Interestingly enough there is such a thing as the open set, and the complement of such an openset is a closed set. A nonempty subset of $S \subseteq \mathbb{R}^n$ such that for every $x\in S$ there eixsts $\epsilon >0 $ such that the open ball $B(x, \epsilon) \subseteq S$ i.e for every point in $S$ its neighboourd is must also be part of $S$. This automatically excludes boundary points of set $S$. Imagine a ball at the boundary one half will always be outside the set $S$.
- Talyor Theorem (Sufficient condition for a global optimum for a function)
Suppose $f : S\rightarrow \mathbb{R}$ has continuous second partial derivatives in $S$. Suppose the line segment $[x, y]$ joining $x$ and $y$ is contained in the interior of $S$. Then there exists $w \in [x, y]$ such that
$f(y) = f(x) + \nabla f(x)^T(y-x) + \frac{1}{2}(y-z)^T H(w)(y-x)$
Take note: This is not to be confused for talyor expansion note this is an acutal equality not an inequality.
It turns out if the hessian $H(w)$ is positive semi-definite for $x^∗$ then we see very clearly that $f(y) \geq f(x^∗) + \nabla f(x^∗)^T(y-x)$ and if $x^∗$ is a stationary point (i.e. $\nabla f(x^*)^T(y-x)$)we immediately see that $\forall y\in \mathbb{R} f(y) \geq f(x^∗)$
For a point $x^∗$ with a of a function with a positive semi-definite hessian and stationary point at $x^∗$ it is a global optima.
A word about positive semi-definite matrices
Suppose $v$ is an eigenvector of the positive semi-definite matrix $Q$ such that $v$ has negative eigenvalues. Then $v^TQv = \lambda v^Tv < 0$. This contradicts premises that Q is a positive semi-definite matrixs and thus for any $v$ it must only have non-negative eigenvalues. This gives us a neccessary condition for positive semi-definite matrices which we can use for as a test for them.
If a matrix is positive semi-definite it must have posiitve eigenvalues.

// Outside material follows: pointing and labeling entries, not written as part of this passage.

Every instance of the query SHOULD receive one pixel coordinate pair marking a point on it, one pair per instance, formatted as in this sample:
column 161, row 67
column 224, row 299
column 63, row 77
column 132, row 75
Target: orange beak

However, we can go further suppose $A$ is a symmetric matrix then we can say that $Q = PDP^T$ via orthogonal diagonalisation then for any $x \in \mathbb{R} \quad x^TQx = x^TPDP^Tx$. Let $\bar{x} = P^Tx$, then $x^TQx = \bar{x}^TD\bar{x} = \sum \lambda_i \bar{x}^2 \geq 0$. Thus the converse is also true for symmetric matrices.

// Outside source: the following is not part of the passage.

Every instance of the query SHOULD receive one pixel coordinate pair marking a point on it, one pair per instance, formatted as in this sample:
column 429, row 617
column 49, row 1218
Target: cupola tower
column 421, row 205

If a matrix is symmetric and has posiitve eigenvalues then it is positive semi-definite.
Therefore for symmetric matrices $A$.
A symmetric matrix A is positive semi-definite if and only if (iff) it has positive eigenvalues.
Corollary: The portofilio optimisation problem is a positive semi-definite programming problem and some constraint positive semi-definite programming are eigenvalue problems.
The test above is known as the eigenvalue test can be generalised for negative definite, positive definite … etc matrices. The key idea is the same.
Another test is the test of principal minors which is determinant of the $kth$ principal submatrix of $A$.
For a symmetric matrix ,
A is positive definite iff all the principal minors are positive
A is negative definite iff the principal minors alternatie between negative and positive.
Techniques to take note in this chapter
- Formulating NLP problems
- Graphical Solution of NLP problems
- Finding definite matrices
- Proving if a function is bounded and closed. Especially closed not confident about that.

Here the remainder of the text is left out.